Part 1. implement updates from neighbors
[Maze1]
Finished after 880 iterations, 277.56768 ms total, 0.315417818182 ms per iteration
Found 2 regions

[Maze2]
Finished after 516 iterations, 162.2668 ms total, 0.314470542636 ms per iteration
Found 35 regions

--------------------
Part 2. fetch grandparents
[Maze1]
Finished after 529 iterations, 166.75776 ms total, 0.315232060491 ms per iteration
Found 2 regions

[Maze2]
Finished after 273 iterations, 85.42904 ms total, 0.312926886447 ms per iteration
Found 35 regions

--------------------
Part 3. merge parent regions
[Maze1]
Finished after 10 iterations, 3.08848 ms total, 0.308848 ms per iteration
Found 2 regions

[Maze2]
Finished after 9 iterations, 2.77736 ms total, 0.308595555556 ms per iteration
Found 35 regions

--------------------
Part 4. efficient grandparents
[Maze1]
Finished after 884 iterations, 273.95088 ms total, 0.30989918552 ms per iteration
Found 2 regions

[Maze2]
Finished after 517 iterations, 161.49896 ms total, 0.312377098646 ms per iteration
Found 35 regions

Using efficient grandparents, the program runs about 60% slower than part 2, suggesting the serialization to avoid redundant memory reads does not optimize as we think it to be. The possible reason is the memory reads are not so inefficient comparing to other operations such as assignments and therefore the time efficiency is not bound by memory reads. In other words, comparing to the increase in time from serialized label propagating, the time saved from memory reads is trivial. Using single thread and loop over all elements in the local group makes the program inaccessible to the advantages of parallel propagating, and therefore results in more iterations. And the iteration speed is now bound by the single thread (in my program the first one), but is not significant in this case.

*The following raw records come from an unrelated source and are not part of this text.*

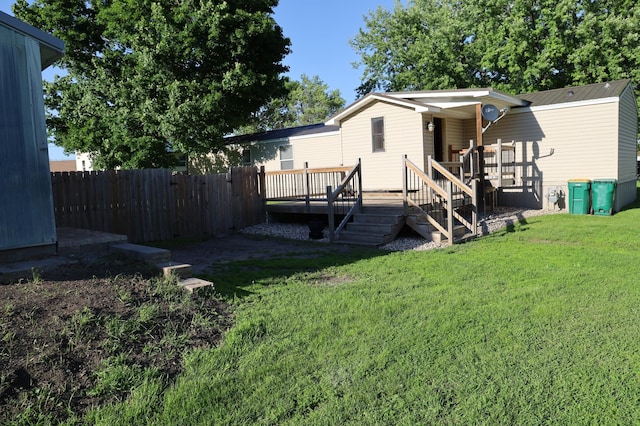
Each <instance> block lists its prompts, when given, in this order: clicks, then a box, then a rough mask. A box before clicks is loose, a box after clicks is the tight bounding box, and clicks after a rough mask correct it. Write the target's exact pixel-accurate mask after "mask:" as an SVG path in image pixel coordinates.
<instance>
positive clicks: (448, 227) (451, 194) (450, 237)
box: [446, 179, 454, 246]
mask: <svg viewBox="0 0 640 426" xmlns="http://www.w3.org/2000/svg"><path fill="white" fill-rule="evenodd" d="M446 187H447V233H448V234H449V245H450V246H451V245H453V242H454V241H453V185H452V183H451V181H450V180H448V179H447V181H446Z"/></svg>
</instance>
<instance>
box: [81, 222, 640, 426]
mask: <svg viewBox="0 0 640 426" xmlns="http://www.w3.org/2000/svg"><path fill="white" fill-rule="evenodd" d="M639 223H640V209H628V210H626V211H623V212H620V213H618V214H616V215H615V216H612V217H594V216H573V215H572V216H570V215H550V216H545V217H536V218H531V219H528V220H526V221H523V222H521V223H519V224H516V225H514V226H510V227H509V228H508V229H506V230H504V231H503V232H499V233H497V234H493V235H491V236H488V237H485V238H481V239H478V240H476V241H474V242H471V243H468V244H464V245H459V246H455V247H451V248H447V249H443V250H437V251H428V252H405V253H390V254H386V253H383V252H378V253H375V254H374V253H372V252H370V251H361V252H357V253H355V254H354V256H355V257H349V256H341V257H338V256H327V257H325V258H319V259H318V258H315V259H296V260H295V261H289V262H288V263H287V262H286V261H285V259H283V260H282V261H276V262H272V261H267V262H262V261H257V260H253V261H251V262H250V263H243V262H237V263H233V264H227V265H224V267H223V266H221V267H220V268H219V270H218V273H217V274H216V276H215V277H213V279H214V281H215V282H216V283H217V284H218V285H219V286H221V288H222V290H223V294H224V295H225V297H227V298H228V299H229V300H232V301H234V303H235V304H236V310H237V312H236V315H237V320H236V321H237V322H236V325H235V327H234V328H233V329H231V330H230V331H229V332H228V334H227V336H226V339H225V342H224V344H223V345H222V346H221V347H219V348H216V349H212V350H206V351H194V352H191V353H190V354H188V355H187V356H186V357H185V367H186V369H185V372H184V374H183V375H182V376H181V377H180V378H179V380H178V381H177V383H175V385H173V386H172V387H170V388H168V389H163V388H162V387H161V386H160V385H159V382H154V379H153V378H148V379H147V380H146V381H145V383H144V385H143V386H141V387H140V388H138V389H136V391H135V392H134V394H133V395H132V396H131V398H130V399H129V400H128V401H126V402H124V403H122V404H117V405H113V406H109V407H106V408H103V409H101V410H98V411H95V412H93V413H91V415H90V416H89V418H88V420H89V421H91V422H96V423H98V424H110V425H111V424H158V425H160V424H183V425H187V424H320V425H322V424H326V425H333V424H354V425H362V424H407V425H415V424H434V423H445V424H541V423H545V424H587V423H589V424H596V423H597V424H632V423H634V422H637V419H640V349H639V348H640V344H639V342H640V321H639V320H638V318H639V317H640V285H639V284H638V277H639V276H640V239H638V234H639V231H640V225H638V224H639Z"/></svg>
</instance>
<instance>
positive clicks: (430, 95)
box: [325, 88, 529, 125]
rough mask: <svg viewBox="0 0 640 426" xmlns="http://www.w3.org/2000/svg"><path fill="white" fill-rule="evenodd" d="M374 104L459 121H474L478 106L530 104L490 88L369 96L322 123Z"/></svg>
mask: <svg viewBox="0 0 640 426" xmlns="http://www.w3.org/2000/svg"><path fill="white" fill-rule="evenodd" d="M375 101H382V102H388V103H391V104H396V105H398V106H404V107H407V108H412V109H414V110H415V111H416V112H418V113H433V114H439V115H444V116H449V117H454V118H460V119H473V118H476V116H477V110H478V105H486V104H492V105H495V106H496V107H497V108H498V109H503V108H514V107H524V106H527V105H528V104H529V102H528V101H526V100H524V99H521V98H518V97H515V96H512V95H509V94H506V93H502V92H498V91H495V90H493V89H490V88H484V89H450V90H425V91H418V92H390V93H384V94H380V93H370V94H368V95H366V96H364V97H363V98H361V99H359V100H357V101H356V102H354V103H352V104H351V105H349V106H348V107H347V108H345V109H343V110H342V111H340V112H339V113H338V114H336V115H334V116H333V117H331V118H329V120H327V121H326V122H325V124H327V125H340V122H341V121H342V120H344V119H345V118H347V117H349V116H350V115H352V114H354V113H355V112H357V111H358V110H360V109H362V108H364V107H365V106H367V105H369V104H370V103H372V102H375Z"/></svg>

This happens on my laptop with Intel Iris 1536 MB it is the case. Things might be different for other graphics cards where memory reads is really slow and this kind of serialization will help.

--------------------
Part5. no atomic operations

The advantage of using atomic operation is that it contains comparison and writing in one step and therefore serializes memory access and avoids writing conflicts. Using min will not have this effect: we are not sure which thread last writes the label when they access to the same element together. However, since labeling is not a one-time process, it takes multiple iterations and propagating the labels until not change flag. Therefore, using min() will not affect the final labeled result, but may take slightly more iterations.